Hoe zouden de Friezen tegen zulk eene overmagt bestand zijn geweest? Terwijl de vijand, door geene onderhandelingen te bewegen, om van zijn voornemen af te zien, alle hulp van naburen bekomen- en hen alle wegen tot verkrijging van ondersteuning afgesneden had, konden zij uit hun eigen land niet meer dan 30,000 weerbare mannen bijeenbrengen. Om met deze, ongeoefend en slecht gewapend als ze waren, zulk een leger te wederstaan, scheen gevaarlijk, zoo niet roekeloos.
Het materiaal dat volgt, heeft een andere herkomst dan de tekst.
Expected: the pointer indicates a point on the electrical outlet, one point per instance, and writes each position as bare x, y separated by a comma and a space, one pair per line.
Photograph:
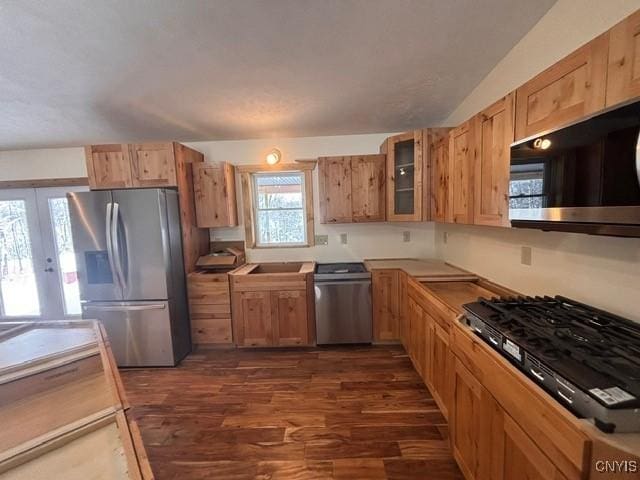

Daarom gaf de door hen op een landsdag verkozen Potestaat juw juwinga of jongama van Bolsward, die als krijgsman op buitenlandsche togten vele proeven van dapperheid gegeven- en rijke ervaring verworven had, hun den verstandigen raad, om den vijand geen slag te leveren in het open veld, maar zich in de steden en dorpen te verschansen, ten einde het leger af te matten, en door gebrek aan leeftogt tot terugkeer te noodzaken. Doch met onstuimige strijdzucht verachtten zij dien raad, omdat het ontwijken van een slag den schijn zou geven alsof zij lafhartig een vijand ontweken, dien zij, even als hunne vaderen vijftig jaren vroeger, nog durfden staan. Afkeerig van allen dwang en met fierheid elke poging tot hunne overheersching verfoeijende, trokken zij, onder de kreet: »Wij sterven liever als vrije Friezen dan ons aan een vreemden heer te onderwerpen!” den vijand tegen, ten einde »vrij en friesch, met lijf en goed, de vrijheid te beschermen, en alle vreemde landsheeren eendragtelijk tegen te staan.”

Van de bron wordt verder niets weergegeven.